What the future holds?
According to India Brand Equity Foundation, overall e-commerce revenue in India is projected to reach $64 billion by 2020 from $38.5 billion in 2017, an increase of roughly 66 percent. E-commerce sales in India will surpass the U.S. by 2034 and become the second largest e-commerce market in the world. Hence, this deal is much-needed boost from the foreign capital in the Indian market.

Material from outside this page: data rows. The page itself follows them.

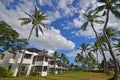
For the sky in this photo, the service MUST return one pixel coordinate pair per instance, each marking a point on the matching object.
(65, 19)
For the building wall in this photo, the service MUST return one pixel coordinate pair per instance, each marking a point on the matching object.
(10, 60)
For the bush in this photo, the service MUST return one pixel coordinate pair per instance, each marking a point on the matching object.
(5, 73)
(34, 74)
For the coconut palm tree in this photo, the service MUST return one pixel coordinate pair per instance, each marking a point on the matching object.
(91, 18)
(37, 23)
(110, 6)
(84, 48)
(55, 55)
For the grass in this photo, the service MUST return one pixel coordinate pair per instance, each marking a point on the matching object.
(66, 76)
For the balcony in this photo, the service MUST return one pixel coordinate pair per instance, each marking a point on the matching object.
(25, 61)
(41, 63)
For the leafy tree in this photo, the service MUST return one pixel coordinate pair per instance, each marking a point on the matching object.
(37, 23)
(9, 38)
(110, 6)
(91, 18)
(84, 48)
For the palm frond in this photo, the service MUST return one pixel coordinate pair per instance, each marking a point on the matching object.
(24, 19)
(26, 22)
(104, 13)
(84, 26)
(99, 21)
(117, 6)
(27, 14)
(41, 30)
(100, 8)
(44, 25)
(102, 1)
(36, 31)
(116, 13)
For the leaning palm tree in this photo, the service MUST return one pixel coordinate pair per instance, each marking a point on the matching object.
(110, 6)
(91, 18)
(37, 23)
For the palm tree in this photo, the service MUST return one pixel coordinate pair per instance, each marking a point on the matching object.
(117, 44)
(37, 23)
(113, 6)
(84, 48)
(55, 55)
(91, 18)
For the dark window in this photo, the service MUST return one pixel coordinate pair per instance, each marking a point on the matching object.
(27, 56)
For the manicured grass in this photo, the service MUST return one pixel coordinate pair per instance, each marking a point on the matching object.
(66, 76)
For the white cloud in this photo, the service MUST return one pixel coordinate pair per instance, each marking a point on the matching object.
(52, 38)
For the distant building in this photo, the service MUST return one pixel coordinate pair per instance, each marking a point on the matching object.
(34, 61)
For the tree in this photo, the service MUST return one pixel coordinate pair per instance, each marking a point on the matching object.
(9, 38)
(91, 18)
(113, 6)
(37, 23)
(84, 48)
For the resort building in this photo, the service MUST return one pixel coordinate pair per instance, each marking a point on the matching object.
(34, 61)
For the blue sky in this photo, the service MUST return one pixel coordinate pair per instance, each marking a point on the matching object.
(65, 20)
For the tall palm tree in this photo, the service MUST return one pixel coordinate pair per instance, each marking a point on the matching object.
(117, 44)
(91, 18)
(110, 6)
(37, 23)
(55, 55)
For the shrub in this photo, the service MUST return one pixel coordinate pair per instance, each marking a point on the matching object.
(5, 73)
(34, 74)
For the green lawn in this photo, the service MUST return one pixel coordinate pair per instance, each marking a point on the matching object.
(66, 76)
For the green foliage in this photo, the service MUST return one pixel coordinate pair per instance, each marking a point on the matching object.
(9, 38)
(34, 74)
(36, 19)
(6, 31)
(5, 73)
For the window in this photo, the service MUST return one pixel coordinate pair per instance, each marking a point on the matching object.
(27, 56)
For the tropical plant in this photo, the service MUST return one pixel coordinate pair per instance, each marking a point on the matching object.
(55, 55)
(91, 18)
(37, 23)
(9, 38)
(84, 48)
(113, 6)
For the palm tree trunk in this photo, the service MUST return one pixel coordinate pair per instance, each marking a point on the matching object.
(110, 48)
(20, 65)
(105, 65)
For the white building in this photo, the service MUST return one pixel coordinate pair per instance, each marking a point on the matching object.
(34, 61)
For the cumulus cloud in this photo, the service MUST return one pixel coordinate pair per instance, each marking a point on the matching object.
(52, 38)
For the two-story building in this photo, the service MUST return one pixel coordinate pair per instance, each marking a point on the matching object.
(34, 61)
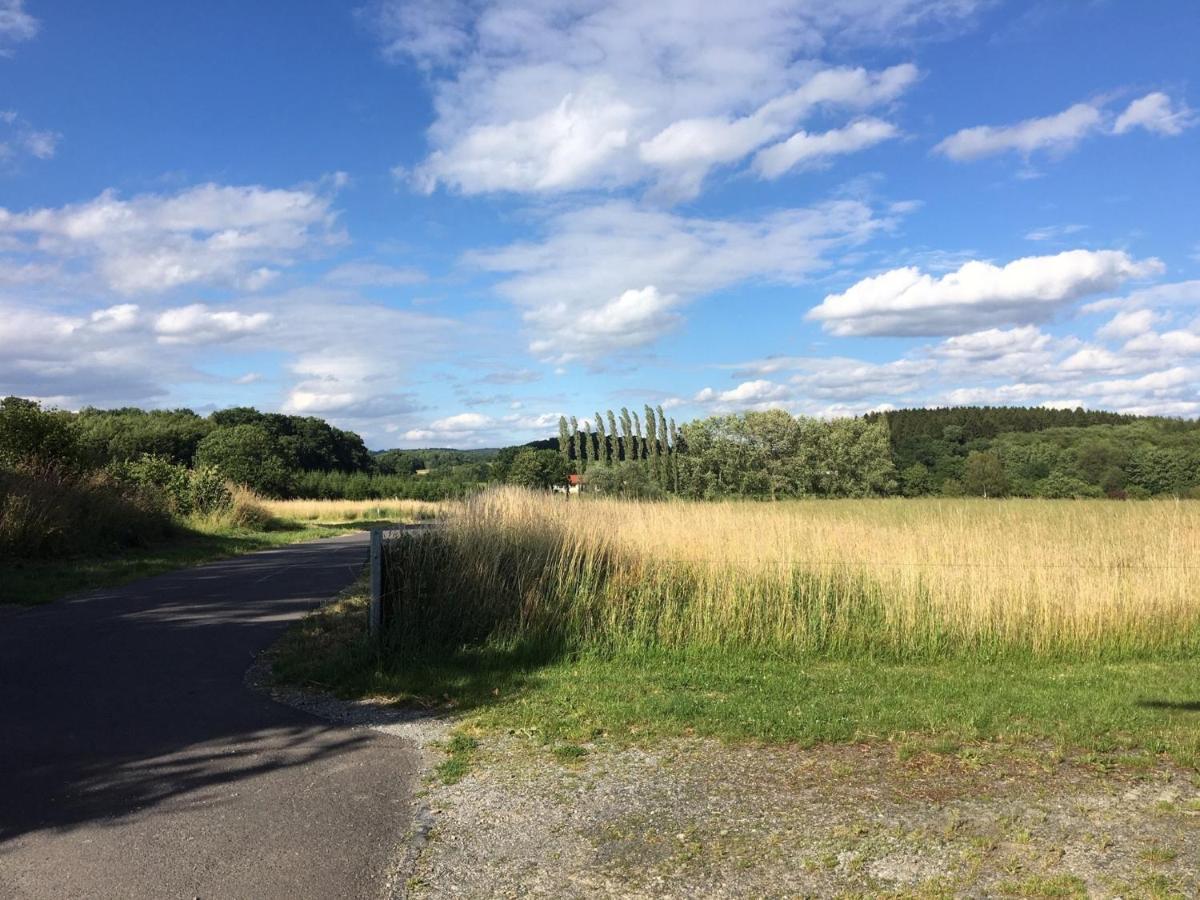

FDI regulations restricting Walmart from selling across border brands will encourage selling of the items procured locally. Currently, Walmart operates 21 Best Price cash-and-carry stores and one fulfilment center in India with more than 95 percent of sourcing coming from within the country itself. Moreover, it aims to support ‘Make in India,’ via direct procurement and improved opportunities for exports by global sourcing and e-commerce. Walmart also intends to partner with Kirana stores to help them adopt digital payment technologies.
With hysterically changing dynamics within Flipkart post acquisition and poor track record of Walmart’s operation outside North America, the magnitude of impact that this deal will have on the involved organizations and the Indian e-commerce economy is still dubious. But Walmart’s intended initiatives are the value proposition for the Indian market.